日本大百科全書(ニッポニカ) 「扁平苔癬」の意味・わかりやすい解説
扁平苔癬
へんぺいたいせん
四肢関節の屈側、体幹、外陰部などに、淡紅色ないし紫紅色のぶどう酒様の色調で、帽針頭大からエンドウ大までの多角形状扁平隆起性の皮疹(ひしん)が、散在性ないし集簇(しゅうぞく)(密集)性に存在する皮膚疾患。ときに帯状に配列したり、融合した局面を形成することもある。通常はかゆみを伴う。20歳前後に好発し、女性にやや多い。また粘膜、とくに口腔(こうくう)内にも出現し、その場合は浸潤性の白斑(はくはん)として認められる。

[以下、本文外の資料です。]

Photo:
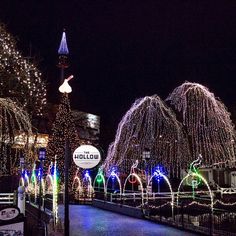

病因は諸説あって不定であるが、最近は薬剤、たとえば降圧剤、脳代謝促進剤、カラーフィルム現像液などによるものが多い。臨床的には、線状扁平苔癬、いぼ状扁平苔癬、鈍性扁平苔癬、水疱(すいほう)性扁平苔癬、急性扁平苔癬、色素性扁平苔癬などの特殊型を区別する場合もある。組織学的に特徴のある所見を有し、確定診断は皮膚生検による。治療は、ステロイド系外用剤によく反応することが多い。治癒後に色素沈着または色素脱失を残すこともある。